I can give some hare-raising examples[0] but for obvious reasons... The one I can give is it was known that docs who prescribed this to multiple patients and saw an apparent improvement the attributed to the new drug, would switch the patients on the old drug to the new and not inform us. Obviously they couldn't or they'd invalidate the trial and they knew it. And it was done entirely with the patient's best interests at heart. Docs care about their lives.

That may have been rare and a flaw in the trial protocol, but much worse stuff was done via utter incompetence. And I mean including at the top of these giant drug companies. Run by idiots, really.

Wider lesson: just cos you hand over a process to a third party does not mean it's going to be done right.

[0] tribute to the thread elsewhere

I think it's hilarious that in this one HN thread we have a complete word swap of terms. You said Hare when it should be Hair and they did the opposite.


It's supposed to be hair-raising because it's alarming and surprising etc. Nothing to do with taking care of hares :)

Switching extra patients to a new drug would make the trial more conservative though... so perhaps don’t worry so much.

In general it’s worth remembering that RCTs are estimating the effect of an intention to treat ( the randomisation) not the treatment itself.

> ...would make the trial more conservative though...
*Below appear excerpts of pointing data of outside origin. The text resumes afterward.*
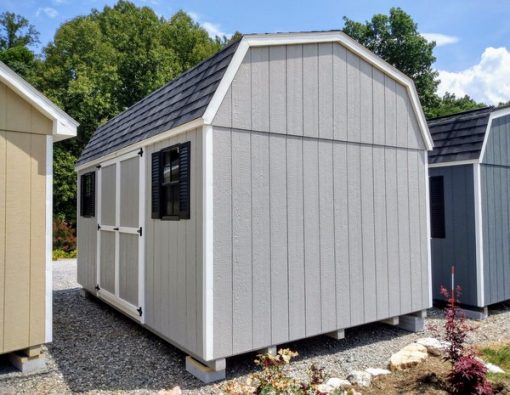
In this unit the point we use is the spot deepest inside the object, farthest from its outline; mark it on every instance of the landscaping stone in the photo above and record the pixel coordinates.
(374, 372)
(336, 383)
(359, 377)
(411, 355)
(434, 346)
If the doc correctly divines that the drug is improving things, yes, but there is noise in the signal so it may be just noise causing the few apparent improvements the doc sees. If so, doc's action may be smothering a less-then-obvious signal.

There's too much at stake for that to be acceptable.

> ...are estimating the effect of an intention to treat ( the randomisation) not the treatment itself.

I don't understand - the protocol applies the drug (aka the treatment) and results are measured. I don't understand 'intention to treat'. What is 'intention' here, so tech term I am not familiar with?